Hello, I am working with Character Animator

  • January 27, 2020
  • 1 reply
  • 1862 views

Hello, I am working with Ch and would like to know if anyone have seen the list of sounds that is 

supposed to be rocognized?

 

I think I have heard like 150 different sounds...

 

actually I am working with, Swedish, English, French and Spannish, so there  aere defdenitively different ways to prounounce the letters....   

Do I have to explain?

well. in english e is e and a is a and y is y and i is i

but then if I change to swedish.... 

the i is like the english e

and in spannish the a is like the english u in the word un..

If you want  to know how the french prounounce the e? well it depends on if it has an accent grave or not etc.....

 

so then you say but it doesn't matter... because it is lot letters but yes it is....because when I make the layers names.... I have to write letters....

 

So back to the problem... I need to have a list of the letters that Ch can recognize in english, and if there are a list for all languages??? well better but if not I can do with the list of 150 sounds... so I can work from there...;

 

Thanks!

/ Mr. Spranglet

This topic has been closed for replies.
Correct answer alank99101739

You can add extra mouth positions that you manually use via triggers instead of lipsync, but yes - slow and painful for long sections of talking!

 

The set of supported visemes can be found in almost every provided demo puppet, in the user guide (https://helpx.adobe.com/in/adobe-character-animator/using/behaviors-reference.html#Lip_Sync), or look in the tags section inside CH itself (it shows all the tag names possible over on the right).
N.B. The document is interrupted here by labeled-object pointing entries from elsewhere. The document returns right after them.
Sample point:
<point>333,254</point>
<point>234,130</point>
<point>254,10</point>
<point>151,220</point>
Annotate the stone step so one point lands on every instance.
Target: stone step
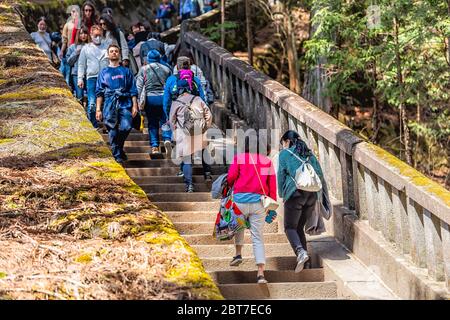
<point>287,290</point>
<point>181,196</point>
<point>133,136</point>
<point>158,163</point>
<point>188,206</point>
<point>238,277</point>
<point>141,149</point>
<point>208,227</point>
<point>136,144</point>
<point>228,250</point>
<point>168,179</point>
<point>170,171</point>
<point>208,239</point>
<point>249,264</point>
<point>175,188</point>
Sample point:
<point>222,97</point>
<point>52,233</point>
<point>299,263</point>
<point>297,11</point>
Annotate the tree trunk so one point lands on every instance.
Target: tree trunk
<point>315,78</point>
<point>248,20</point>
<point>448,38</point>
<point>291,47</point>
<point>403,115</point>
<point>222,21</point>
<point>376,106</point>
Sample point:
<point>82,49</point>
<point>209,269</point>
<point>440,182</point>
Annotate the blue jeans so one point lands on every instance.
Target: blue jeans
<point>78,90</point>
<point>185,16</point>
<point>165,24</point>
<point>64,68</point>
<point>156,118</point>
<point>119,134</point>
<point>91,84</point>
<point>186,167</point>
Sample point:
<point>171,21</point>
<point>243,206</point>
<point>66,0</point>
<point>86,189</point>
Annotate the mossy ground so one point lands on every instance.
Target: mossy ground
<point>73,225</point>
Google searches bring up lots of example images with the visemes as well.

1 reply

alank99101739
Legend
January 27, 2020

The Viseme layer names in Character Animator are hard coded. That is the set you get and nothing else. Think of them like phonemes rather than English. If that sort of a sound is heard (regardless of language), that mouth position is shown. So there is no concept of language translations.

 

This would be very different if it was text to speech conversion going on - but its not. It just listens to the sound and guesses the viseme based on that (and it gets it wrong at times). If you find languages where it works badly the Adobe team have asked previously in the forums for examples where it does not work (there were concerns around Chinese for example).

alank99101739
Legend
January 27, 2020

Oh, forgot to remind you also this is just to work out the mouth positions. So its not it needs to know the real phonetics - it just needs to have one image per mouth position (visual appearance - hence the name "viseme" rather than "phoneme"), so it does not have 150 sounds - it just has the given set of visual mouth positions. The code then maps sound to the right visual appearance.